Tujuan PISA adalah untuk
mengukur prestasi literasi membaca, matematika, dan sains bagi siswa usia 15
tahun. Bagi Indonesia, manfaat yang dapat diperoleh antara lain untuk
mengetahui posisi prestasi literasi siswa di Indonesia bila dibandingkan dengan
prestasi literasi siswa di negara lain dan faktor – faktor yang
mempengaruhinya. Dasar penilaian prestasi literasi membaca, matematika, dan
sains dalam PISA memuat pengetahuan yang terdapat dalam kurikulum dan
pengetahuan yang bersifat lintas kurikulum.Masing-masing aspek literasi yang
diukur adalah sebagai berikut:
o Membaca : memahami, menggunakan, dan merefleksikan dalam
bentuk tulisan.
o Matematika : mengidentifikasikan dan memahami serta
menggunakan dasar-dasarmatematika yang diperlukan seseorang dalam menghadapi
kehidupan sehari-hari.
o Sains : menggunakan pengetahuan dan mengidentifikasi
masalah untuk memahamifakta-fakta dan membuat keputusan tentang alam serta
perubahan yang terjadi padalingkungan.
Keterlibatan Indonesia dalam Program for International Student Assessment
(PISA) adalah dalam upaya melihat sejauh mana program pendidikan di negara kita
berkembang dibanding negara-negara lain di dunia. Hal ini
menjadi penting dilihat dari kepentingan anak-anak kita di masa yang akan datang
sehingga mampu bersaing dengan negara-negara lain dalam era globalisasi. Penilaian
PISA dapat dibedakan dari
penilaian lainnya dalam hal sebagaimana disebutkan di
bawah ini ( Hayat, 2009):
·
PISA berorientasi
pada kebijakan desain dan metode penilaian dan pelaporan
disesuaikan
dengan kebutuhan masing- masing negara peserta PISA agar dapat dengan mudah
ditarik pelajaran tentang kebijakan yang telah dibuat oleh negara peserta
melalui perbandingan data yang disediakan.
·
PISA menggunakan
pendekatan literasi yang inovatif, suatu konsep belajar yang berkaitan dengan
kapasitas para siswa untuk menerapkan pengetahuan dan keterampilan dalam mata
pelajaran kunci disertai dengan kemampuan untuk menelaah, memberi alasan dan
mengomunikasikannya secara efektif, serta memecahkan dan menginterpretasikan
permasalahan dalam berbagai situasi.
·
Konsep belajar
dalam PISA berhubungan dengan konsep belajar sepanjang hayat, yaitu konsep
belajar yang tidak membatasi pada penilaian kompetensi siswa sesuai dengan
kurikulum dan konsep lintas kurikulum, melainkan juga motivasi belajar, konsep
diri mereka sendiri, dan strategi belajar yang diterapkan.
·
Pelaksanaan
penilaian dalam PISA teratur dalam rentangan waktu tertentu yang memungkinkan
negara-negara peserta untuk memonitor kemajuan mereka sesuai dengan tujuan
belajar yang telah ditetapkan.
Tetapi, pada
kenyataannya dalam tes PISA negara indonesia masih berada pada level yang
paling bawah.
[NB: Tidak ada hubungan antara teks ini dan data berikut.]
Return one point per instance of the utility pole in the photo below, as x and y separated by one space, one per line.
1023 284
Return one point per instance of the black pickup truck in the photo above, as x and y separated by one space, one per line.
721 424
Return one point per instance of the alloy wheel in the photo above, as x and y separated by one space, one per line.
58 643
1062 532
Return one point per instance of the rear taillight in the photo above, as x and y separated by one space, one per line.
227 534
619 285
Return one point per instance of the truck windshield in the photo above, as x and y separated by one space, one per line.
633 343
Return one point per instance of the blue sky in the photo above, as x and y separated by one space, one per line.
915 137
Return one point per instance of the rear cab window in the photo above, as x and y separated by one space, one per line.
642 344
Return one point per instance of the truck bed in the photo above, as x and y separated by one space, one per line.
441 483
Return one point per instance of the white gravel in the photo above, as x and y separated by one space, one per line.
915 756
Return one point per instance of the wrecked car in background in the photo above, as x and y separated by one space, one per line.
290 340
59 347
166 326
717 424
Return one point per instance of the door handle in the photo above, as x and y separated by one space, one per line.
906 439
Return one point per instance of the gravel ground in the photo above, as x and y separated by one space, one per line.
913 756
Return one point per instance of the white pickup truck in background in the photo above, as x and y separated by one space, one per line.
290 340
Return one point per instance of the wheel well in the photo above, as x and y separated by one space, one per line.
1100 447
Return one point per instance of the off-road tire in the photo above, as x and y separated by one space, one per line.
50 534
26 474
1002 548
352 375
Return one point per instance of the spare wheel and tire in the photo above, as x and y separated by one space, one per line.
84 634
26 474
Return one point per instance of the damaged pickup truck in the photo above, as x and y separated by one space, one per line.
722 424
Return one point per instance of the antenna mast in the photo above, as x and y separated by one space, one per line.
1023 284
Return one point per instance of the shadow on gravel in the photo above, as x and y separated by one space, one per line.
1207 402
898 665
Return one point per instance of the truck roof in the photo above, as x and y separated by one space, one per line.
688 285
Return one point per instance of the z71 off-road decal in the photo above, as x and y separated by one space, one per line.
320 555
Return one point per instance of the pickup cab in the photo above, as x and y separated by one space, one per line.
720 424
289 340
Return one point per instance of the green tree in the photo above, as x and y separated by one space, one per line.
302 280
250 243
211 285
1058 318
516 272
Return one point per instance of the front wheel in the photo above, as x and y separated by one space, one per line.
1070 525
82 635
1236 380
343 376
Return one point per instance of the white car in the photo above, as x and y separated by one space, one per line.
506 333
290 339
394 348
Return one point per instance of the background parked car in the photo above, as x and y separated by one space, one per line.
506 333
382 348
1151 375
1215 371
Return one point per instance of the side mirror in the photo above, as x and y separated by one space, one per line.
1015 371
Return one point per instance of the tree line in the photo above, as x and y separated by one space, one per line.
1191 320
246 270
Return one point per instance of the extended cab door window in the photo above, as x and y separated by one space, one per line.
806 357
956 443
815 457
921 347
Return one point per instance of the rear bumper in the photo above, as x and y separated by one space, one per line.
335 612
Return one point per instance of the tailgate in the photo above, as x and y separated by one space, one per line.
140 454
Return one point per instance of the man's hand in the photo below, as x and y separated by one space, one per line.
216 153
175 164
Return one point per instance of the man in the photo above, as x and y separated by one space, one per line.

Berdasarkan hasil survey
Kementerian Pendidikan dan Kebudayaan pada tahun 2011menyatakan bahwa posisi
atau peringkat Indonesia berada pada juru kunci, seperti tampak pada tabel
berikut.
Gambar 1. Hasil PISA
Hasil terbaru dari
PISA 2013 seperti yang dilansir dalam detikNews bahwa Mendikbud menyatakan jika
perombakan kurikulum KTSP menjadi kurikulum 2013 itu sangat perlu berdasarkan
hasil survei PISA yang menyatakan bahwa Indonesia menempati posisi 64 dari 65
negara.
Hal ini bisa jadi
disebabkan kebijakan pemerintah kita dengan adanya Ujian Nasional. Saat ini
tolak ukur keberhasilan siswa sepertinya hanya terletak pada Ujian Nasional
sebagai suatu tes formal yang mesti ditempuh oleh peserta didik untuk lulus
guna melanjutkan ke jenjang yang lebih tinggi. Misalnya dari SMP ke SMA.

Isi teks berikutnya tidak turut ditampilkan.